Will she be eligible for getting 5 points ? What is the minimum experience required for the partner ?

Thanks in advance

Pramod


----------



## supreetbh (Mar 19, 2018)

Hi All,

Please help with small query i have before submitting ACS. For Statutory Declaration/Affidavit do we need that to scan and then stamped with " True copy as original" from notary as did for other experience document. or it's not required for SD/Affidavits as they were already notarized.


----------



## sandytech55 (Apr 18, 2018)

*Australie PR*

Hi Frndz,
I am new to this forums and i am planning for AUS PR
My details: I have done BTECH (ECE) and Im working as a developer from past 7 years. 
and my wife have done BTECH (CSE) and also working as software developer in IT firm for 7 years. I wanted to include my Son (1 year) and my mother(50 yrs). 
My doubt: weather SHOULD I GO FORWARD for PR with MY wife as primary ? or with myself only ?
A


----------



## hunterr (Mar 5, 2018)

sandytech55 said:


> Hi Frndz,
> I am new to this forums and i am planning for AUS PR
> My details: I have done BTECH (ECE) an
> 
> Hey, for your information, you can get acs done for both you and your wife as you both fall in the sol, regarding peimary and secondary, you can decide after taking the pte, whosoever scores more can become primary applicant, you cannot include your mother, your son is included in the application.


----------



## Santhi Sundarapalli (Oct 22, 2018)

How did you achieve 79+ score in PTE. Can you please suggest any tips?


----------



## Revhappy2 (Oct 15, 2018)

Hi guys, I have a friend who did electrical and electronics and he told me, they deducted 6 years of experience and he ended up with zero points for experience.
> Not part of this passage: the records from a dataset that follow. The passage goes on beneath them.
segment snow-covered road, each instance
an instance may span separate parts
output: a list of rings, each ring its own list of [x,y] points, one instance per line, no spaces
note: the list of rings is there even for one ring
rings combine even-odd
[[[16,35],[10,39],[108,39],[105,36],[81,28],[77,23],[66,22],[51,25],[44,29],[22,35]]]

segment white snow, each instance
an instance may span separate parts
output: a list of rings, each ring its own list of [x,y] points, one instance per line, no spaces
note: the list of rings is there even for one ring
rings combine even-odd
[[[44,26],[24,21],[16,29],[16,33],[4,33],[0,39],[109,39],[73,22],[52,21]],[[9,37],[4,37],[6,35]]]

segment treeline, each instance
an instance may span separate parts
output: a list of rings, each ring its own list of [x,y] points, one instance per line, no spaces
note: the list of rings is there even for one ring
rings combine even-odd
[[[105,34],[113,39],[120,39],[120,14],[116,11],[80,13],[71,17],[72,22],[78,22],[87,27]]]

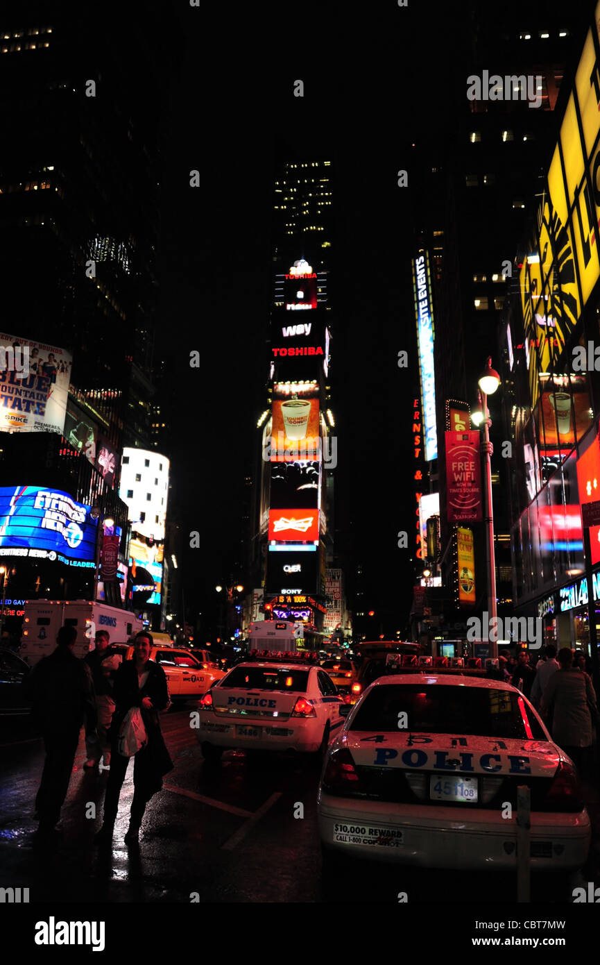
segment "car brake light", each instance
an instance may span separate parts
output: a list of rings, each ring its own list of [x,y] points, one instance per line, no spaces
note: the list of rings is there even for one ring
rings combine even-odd
[[[584,810],[582,789],[577,771],[566,761],[560,761],[546,795],[551,811],[578,812]]]
[[[328,791],[343,793],[358,790],[360,779],[347,747],[330,755],[323,775],[323,786]]]
[[[306,697],[299,697],[291,712],[292,717],[316,717],[314,707]]]

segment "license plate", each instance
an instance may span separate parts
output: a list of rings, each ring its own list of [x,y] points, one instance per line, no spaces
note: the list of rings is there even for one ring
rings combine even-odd
[[[477,779],[465,778],[462,774],[442,777],[434,774],[429,778],[429,799],[431,801],[461,801],[477,803]]]
[[[401,847],[402,832],[397,828],[378,828],[373,824],[335,824],[333,840],[339,844]]]
[[[259,737],[262,732],[261,727],[236,727],[235,733],[238,737]]]

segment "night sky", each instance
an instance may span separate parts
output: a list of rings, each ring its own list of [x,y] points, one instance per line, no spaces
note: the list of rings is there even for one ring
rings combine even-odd
[[[363,563],[367,608],[384,631],[406,623],[413,552],[397,548],[396,534],[407,530],[414,545],[415,367],[399,370],[396,360],[401,348],[415,359],[410,257],[424,201],[411,143],[444,150],[451,85],[440,77],[456,54],[447,6],[176,7],[180,68],[164,79],[160,111],[157,349],[173,390],[174,492],[185,532],[203,539],[188,555],[186,594],[205,613],[235,559],[243,478],[266,407],[276,164],[321,157],[336,177],[337,539]],[[293,96],[296,79],[304,97]],[[408,189],[396,183],[401,168]],[[200,188],[188,186],[191,169]],[[189,368],[192,349],[200,370]]]

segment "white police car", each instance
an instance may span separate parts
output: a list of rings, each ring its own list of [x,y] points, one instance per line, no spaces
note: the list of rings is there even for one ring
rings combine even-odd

I have done electronics and communication and this was in 1997-2001, the syllabus was very old, it was from Bangalore university's last batch and after us the very next batch was VTU university with cutting edge all new subjects. So my fear is my electronics and communication has very very few relevant IT related subjects.

I have a total of 16 years experience but I guess they only look at the last 10? Will l also lose 6 years out of 10 or will they consider that I have 16 years experiences and deduct 6 from it?

Sent from my Redmi Note 4 using Tapatalk


----------



## Immigrantno1 (Jul 22, 2018)

Hi Nitin
Go through trailing link will give you much detail of ACS assessment.
If your degree is not found relevant to work then you have to go through rpl wherein 6 years will be deducted.

https://www.acs.org.au/msa/skills-assessment-guidelines-for-applicants.html

Thanks and Regards


----------



## Revhappy2 (Oct 15, 2018)

Immigrantno1 said:


> Hi Nitin
> Go through trailing link will give you much detail of ACS assessment.
> If your degree is not found relevant to work then you have to go through rpl wherein 6 years will be deducted.
> 
> ...


Thanks, if they deduct 6 years, then even best case I get only 5 Pts and then English I will have to score 20pts even then max will be 65pts. 

I need to really get 10 or 15 for experience, if I have to stand any chance.

Sent from my Redmi Note 4 using Tapatalk


----------



## luvjd (Aug 10, 2017)

Nitin829 said:


> Hi guys, I have a friend who did electrical and electronics and he told me, they deducted 6 years of experience and he ended up with zero points for experience.
> 
> I have done electronics and communication and this was in 1997-2001, the syllabus was very old, it was from Bangalore university's last batch and after us the very next batch was VTU university with cutting edge all new subjects. So my fear is my electronics and communication has very very few relevant IT related subjects.
> 
> ...


They don't deduct 6 years from the last 10 years but from the total experience. So you have nothing to worry about. You will get 15 points for experience.


----------



## Revhappy2 (Oct 15, 2018)

luvjd said:


> They don't deduct 6 years from the last 10 years but from the total experience. So you have nothing to worry about. You will get 15 points for experience.


Thanks. But I have to submit last 10 years experience documents right? How will prove to them the experience before the last 10 years?

Sent from my Redmi Note 4 using Tapatalk


----------



## prakshil (Sep 26, 2017)

Basically, you should get your assessment done for the whole career and if its positive you would most probably end up with 10 years of relevant experience fetching 15 points(8+ years).I had done my ACS for whole IT experience (13 years ) out of which 4 years were deducted as I am from CSE background.


----------